The results illustrated in Figure 3 demonstrated that the cobinar achieved to enhance the enthusiasm of the participants for using PANIS method as their first line of treatment for OSDs or periorbital lesions efficiently, regardless of their attendance previously or the way they attended in the session. In this section, we gave the participants 19 options that could be managed by plasma. In the post-test, participants selected options were significantly more when compared to the pre-test scores. Regarding this 9.4, 10.2, and 11.9% increase in average was observed for all participants, participants not attending previously, and participants attended online, respectively. Conjunctival cyst, xanthalasma, plexr blepharoplasty, conjunctivochalasis, pyogenic granuloma, pinguecula, and symblepharon were selected by the participants more frequently (data not shown), and favre-racouchot syndrome and tuberous sclerosis were among options that gained less interest by the ophthalmologists (probably because they belong to the field of dermatology). This result indicated that the cobinar had a great impact on the enthusiasm of the participants for using PANIS method as their first line of treatment for OSDs or periorbital lesions.

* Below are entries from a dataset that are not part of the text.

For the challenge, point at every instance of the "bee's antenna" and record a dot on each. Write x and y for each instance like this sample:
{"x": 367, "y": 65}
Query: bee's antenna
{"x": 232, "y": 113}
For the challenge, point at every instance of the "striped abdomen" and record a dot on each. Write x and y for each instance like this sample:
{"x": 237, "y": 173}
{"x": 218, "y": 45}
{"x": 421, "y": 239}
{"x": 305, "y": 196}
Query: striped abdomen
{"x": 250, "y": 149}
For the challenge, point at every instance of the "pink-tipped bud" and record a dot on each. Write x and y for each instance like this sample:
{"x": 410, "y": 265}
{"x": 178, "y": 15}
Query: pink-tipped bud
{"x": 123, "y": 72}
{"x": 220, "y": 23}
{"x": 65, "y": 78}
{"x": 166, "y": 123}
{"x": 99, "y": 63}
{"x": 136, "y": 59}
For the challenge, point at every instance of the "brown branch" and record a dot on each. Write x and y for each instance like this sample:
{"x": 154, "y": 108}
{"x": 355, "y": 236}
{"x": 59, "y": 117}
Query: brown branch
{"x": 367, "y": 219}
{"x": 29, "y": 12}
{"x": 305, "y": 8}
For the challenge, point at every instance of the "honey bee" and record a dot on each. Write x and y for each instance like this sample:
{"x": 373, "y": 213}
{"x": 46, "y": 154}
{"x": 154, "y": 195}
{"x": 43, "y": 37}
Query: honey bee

It was also revealed that such seminars have the potential to act as an attractive learning method to introduce new treatment strategies which are accepted by the participants mostly. Therefore, it is strongly suggested that presenting new therapies should be the main concern of the lecturers and/or speakers during medical seminars.
The results suggest that it is crucial for both participants and those who perform the seminars to consider the per-/post-tests evaluations prior to the session which guarantees more accurate data for further investigations. Inviting expert speakers is another important concern for performing the seminars to assure the knowledge transfer and changing attitude are made appropriately.
Limitations in our study included a small sample size, and in the case of participants who attended online, IT skills and network fluctuations. Most of the participants have attended previously and this made the results challenging to interpret. Post-test evaluations were obtained shortly after the cobinar, and the long-term effect was not investigated.
Education encountered the greatest challenge ever during the COVID-19 pandemic. E-learning was found to consider as the best solution for this issue. On the basis of the results from this study, the ophthalmology cobinars have the potential to enhance the knowledge of the participants as well as change their attitude about a certain subject. Our results revealed that online education can serve as an effective method to transfer the knowledge and impact attitude of ophthalmologists to use new methods in the arena. We achieved to increase the knowledge of attended ophthalmologists about PANIS method via a cobinar. The best results were obtained from participants who never attended before. We also achieved to change the attitude and increase the enthusiasm of the ophthalmologists to use PANIS method as the first-line treatment of OSDs or periorbital lesions.